You all have long imagined receiving your Golden Ticket in the mail: the “Congratulations!” letter from your Dream School, whether that be Yale, Tulane, Scripps, or University of Kansas. You envision yourselves proudly wearing a Dream School sweatshirt, and hanging out on the gorgeous campus reading dense philosophical essays with friendly fellow Dreamers. You have worked so hard, and now your hard work is about to pay off.
But reality is often much more complicated. 2011 is the most difficult year statistically to gain college admission, let alone a Golden Ticket from your first choice college. And even if you do gain admission, financial aid, both need- and merit-based, is tougher to snag than ever. Here are a few things to consider before making your Big Decision.

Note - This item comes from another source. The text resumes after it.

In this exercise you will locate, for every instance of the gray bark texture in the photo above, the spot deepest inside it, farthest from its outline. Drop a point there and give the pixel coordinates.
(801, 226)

First of all, keep an open mind. Even though you may have your heart set on one institution, realize that you have many options. There are several schools that fit your aspirations, whether your focus is in athletics, small class sizes, diverse student organizations, or academic prestige. Just because a school is not in the Ivy League does not mean you will not have a meaningful and valuable college experience. When making my decision, I was worried that my education at Washington and Lee would not be as appreciated by my peers, family, and future employers because it was not as well known in the north, but since then I have come to realize the extent of W&L’s prestige and influence around the country, and I am proud to be a General. Plus, if worse comes to worse, you can always begin at one school and transfer to another after two years or reapply to your Dream School’s graduate program.

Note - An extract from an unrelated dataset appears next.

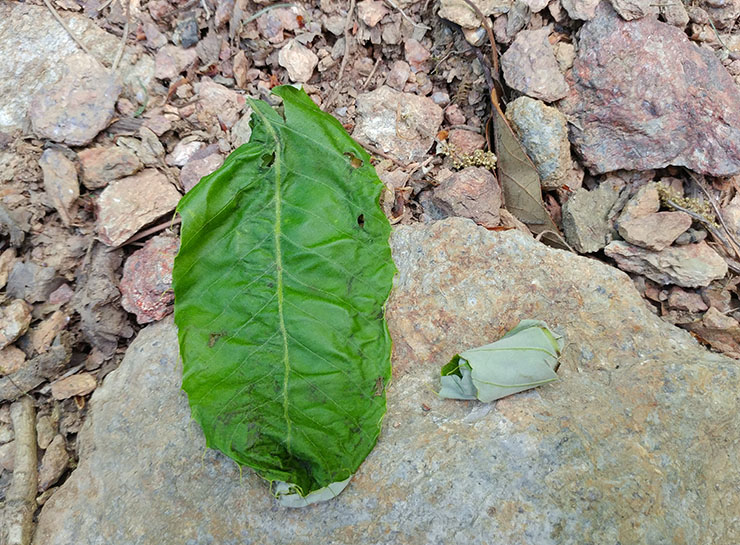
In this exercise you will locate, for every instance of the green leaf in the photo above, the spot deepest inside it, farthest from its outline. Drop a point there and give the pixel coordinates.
(280, 282)
(527, 356)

Secondly, do not take on more debt than you can handle. At an undergraduate level, it is not smart to take out tens of thousands of dollars in loans every year. If it is between going to your second choice (or even third, fourth, or fifth choice) school and leaving college with $150,000 in loans that you are expected to start paying off immediately, then try and make the more rational financial decision. Moreover, be careful to note which loans are subsidized and which are unsubsidized, because the building interest could amount to additional expenses. Even though I was accepted into my first choice school, Wellesley, I knew that it was a poor financial decision to turn down a full ride scholarship to W&L to go almost $100,000 into debt by the age of 22. Remember that you are just becoming an adult, and you do not want that financial pressure hanging over your head.
I hope that these tips cover both the mental and emotional aspect of deciding on which college to attend, and also the financial realities. Ultimately, the college experience will be WHAT YOU MAKE IT, not just the name of the school or the price of tuition. I know that wherever you go to school, you will do wonderfully! Good luck!